I assume it does because after I looked at a compiled code of some program, I've noticed that the address in the encoding of a "relative call instruction" is relative to the next instruction and not to the current instruction.

1

There are 1 best solutions below

0
On

"fetch phase?" What kind of chip you got in there, a Dorito? e.g. a 386? Even 486 was pipelined and P5 Pentium was dual-issue superscalar. So 386 was the only non-pipelined x86 with an EIP, not just an IP (at least from Intel). Of course, all commercial MIPS CPUs were pipelined as well, that was literally the whole point of the RISC ISA design and name (Microprocessor without Interlocked Pipelines Stages).

x86 machine code is a byte-stream of variable-length x86 instructions, so you definitely can't know the end of an instruction until after decoding it.

For pipelined fetch/decode, x86 CPUs have to just fetch a stream of blocks and decode a window from a fetch buffer. So the fetch address increments in the fetch stage (not phase), in parallel with decode and later stage(s) working on the results of previous fetches. (Modern x86 CPUs have up to 4-wide legacy decode (e.g. in Zen 2, or Skylake decoding 4 instructions per clock into up-to-5 uops, up from 4 insns -> 4 uops in Sandybridge). Perhaps even wider in Alder Lake. Usually they depend on the uop cache of already-decoded instructions to feed pipelines that are 5 or 6 uops wide; legacy decode is too hard to scale up)


As part of decode, any x86 CPU takes note of the end address (of each instruction decoded in parallel), because that's what relative jumps/calls are relative to, and same for x86-64 RIP-relative addressing modes. It's also the return address call has to push.

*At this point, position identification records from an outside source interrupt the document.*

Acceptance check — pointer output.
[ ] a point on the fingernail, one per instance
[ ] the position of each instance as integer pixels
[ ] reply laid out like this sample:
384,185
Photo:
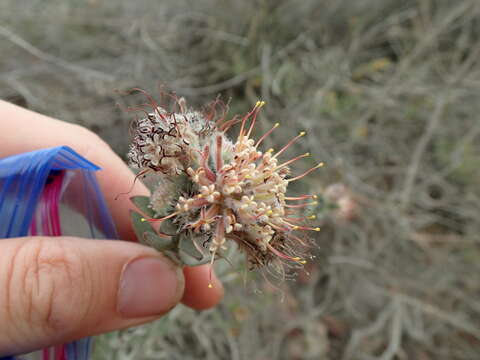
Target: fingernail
149,286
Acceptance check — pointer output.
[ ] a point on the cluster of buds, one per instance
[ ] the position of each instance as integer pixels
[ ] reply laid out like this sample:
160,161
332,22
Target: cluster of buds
213,190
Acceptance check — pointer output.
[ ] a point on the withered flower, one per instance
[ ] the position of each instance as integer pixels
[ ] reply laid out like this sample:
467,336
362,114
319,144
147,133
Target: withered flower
212,189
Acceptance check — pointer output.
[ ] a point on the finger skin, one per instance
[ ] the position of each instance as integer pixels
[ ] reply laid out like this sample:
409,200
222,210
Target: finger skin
55,290
22,130
203,290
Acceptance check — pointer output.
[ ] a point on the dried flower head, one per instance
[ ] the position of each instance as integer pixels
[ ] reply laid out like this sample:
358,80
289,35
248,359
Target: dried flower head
212,189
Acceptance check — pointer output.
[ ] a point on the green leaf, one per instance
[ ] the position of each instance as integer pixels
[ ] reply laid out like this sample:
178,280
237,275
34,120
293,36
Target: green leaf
168,227
143,204
157,242
188,252
140,226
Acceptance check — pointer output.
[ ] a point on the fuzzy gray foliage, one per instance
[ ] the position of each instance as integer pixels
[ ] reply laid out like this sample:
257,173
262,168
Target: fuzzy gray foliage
388,92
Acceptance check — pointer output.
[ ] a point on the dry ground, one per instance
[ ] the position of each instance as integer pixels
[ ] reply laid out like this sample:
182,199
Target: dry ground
389,92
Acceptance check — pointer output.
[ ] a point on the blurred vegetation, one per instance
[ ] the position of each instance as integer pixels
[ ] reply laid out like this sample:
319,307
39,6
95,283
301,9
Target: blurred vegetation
389,93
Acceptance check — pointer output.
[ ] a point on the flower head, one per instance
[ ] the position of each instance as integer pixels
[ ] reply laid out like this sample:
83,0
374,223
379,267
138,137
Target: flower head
216,190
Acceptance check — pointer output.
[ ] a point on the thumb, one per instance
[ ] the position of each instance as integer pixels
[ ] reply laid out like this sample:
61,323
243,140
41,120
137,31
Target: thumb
55,290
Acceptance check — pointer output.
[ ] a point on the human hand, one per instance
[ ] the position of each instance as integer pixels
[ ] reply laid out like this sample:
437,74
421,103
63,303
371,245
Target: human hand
55,290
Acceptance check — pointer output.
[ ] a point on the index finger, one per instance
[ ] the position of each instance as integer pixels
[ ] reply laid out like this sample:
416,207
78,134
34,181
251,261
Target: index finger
22,130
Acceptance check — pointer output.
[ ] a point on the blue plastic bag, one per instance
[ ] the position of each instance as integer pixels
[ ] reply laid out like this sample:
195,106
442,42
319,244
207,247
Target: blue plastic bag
53,192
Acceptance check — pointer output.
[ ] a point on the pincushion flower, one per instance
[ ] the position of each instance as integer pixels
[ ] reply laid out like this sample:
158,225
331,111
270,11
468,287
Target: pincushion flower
212,190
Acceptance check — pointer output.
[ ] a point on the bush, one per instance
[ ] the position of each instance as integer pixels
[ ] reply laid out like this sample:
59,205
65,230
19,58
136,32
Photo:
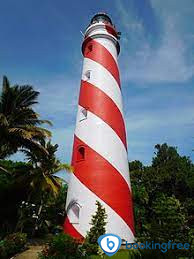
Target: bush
61,246
12,244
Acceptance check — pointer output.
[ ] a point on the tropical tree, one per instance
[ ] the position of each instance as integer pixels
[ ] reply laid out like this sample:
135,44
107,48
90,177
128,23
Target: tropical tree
19,123
43,178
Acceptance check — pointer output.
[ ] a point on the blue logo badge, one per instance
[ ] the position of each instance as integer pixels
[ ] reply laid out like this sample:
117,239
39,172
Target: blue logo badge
109,243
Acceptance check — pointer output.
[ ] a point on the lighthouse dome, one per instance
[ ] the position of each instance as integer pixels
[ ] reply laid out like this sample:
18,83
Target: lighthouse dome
101,17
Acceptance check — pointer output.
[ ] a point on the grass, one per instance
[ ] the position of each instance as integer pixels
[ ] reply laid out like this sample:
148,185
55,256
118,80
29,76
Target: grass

The start address is only needed for some kinds of exceptions, where the address of the faulting instruction is pushed. (So the OS can repair the situations, e.g. for a #PF page fault, and return to user-space to re-run the instruction and hopefully have it succeed.) But given speculative execution, a modern x86 does have to also note the start address of every instruction and track it throughout the pipeline, along with the end. (Or a start+length or end-length, since the length is at most 4 bits instead of 64 bits.)

Even original 8086 had pipelined prefetch separate from decode, but yes, decode would increment IP as it decoded, so it had the end (but not the start) of the instruction.

8086 did not remember the start address of the instruction at all during decode (which could iterate over an arbitrary number of prefixes (the 15-byte max insn length limit wasn't instituted until later). It didn't have many of the exceptions that modern x86 has (not even a #UD illegal-instruction trap: every byte-sequence executed as something.)

Even 8086 #DE divide exception pushed the final address, unlike later x86. (And even handling interrupts during interruptible instructions like rep cs movsb only pushed the address of the last prefix, not the first, so it would resume as cs movsb! Later x86 CPUs fixed that design flaw along with changing #DE semantics.)